Who's using it: Coca-Cola Enterprises, Hologic, E-Trade and Pitney Bowes, among others
2. Company name: Cloud9 Analytics
Headquarters: Redwood City, Calif.
What it offers: Pipeline Accelerator, real-time sales forecasting and pipeline management SaaS for line-of-business managers
Why it's worth watching: Despite some initial skepticism that business intelligence was too complex to tackle from a SaaS perspective, enterprise interest in BI as a service is taking off, says Jeff Kaplan, managing director of ThinkStrategies, which compiles the SaaS Showplace of providers. Among many interesting BI SaaS providers, Cloud9 is representative of those focused on moving capabilities to the edge of a company. "BI used to be this thing cloistered in the corporate headquarters because it was so complex that the information could only be filtered out to the field," Kaplan says. "What SaaS in general and Cloud9 in particular have done is make BI more readily available at the field level so frontline workers can take advantage of it and make better decisions."
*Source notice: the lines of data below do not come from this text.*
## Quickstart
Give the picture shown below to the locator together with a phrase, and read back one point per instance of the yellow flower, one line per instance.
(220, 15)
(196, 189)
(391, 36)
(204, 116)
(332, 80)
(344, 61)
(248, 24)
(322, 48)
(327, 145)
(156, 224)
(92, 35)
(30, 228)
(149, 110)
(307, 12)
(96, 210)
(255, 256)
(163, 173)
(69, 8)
How it works: Cloud9 says it has deconstructed the traditional data warehouse infrastructure and processes and instead uses a technique it calls versioned replication. With this approach, Cloud9 makes no upfront assumptions about how warehoused data will eventually be used. Instead, it manages the warehouse separately from the solutions being built on it, thus turning the data warehouse tier into the system of record of historical truth. The automated data warehouse technology comprises a replication service and proprietary data management technology called versioned database. It offers a number of advantages over a traditional relational database, such as the ability to ensure that changes are cumulative rather than destructive, the company says. Cloud9 provides proprietary and industry-standard interfaces to the database technology.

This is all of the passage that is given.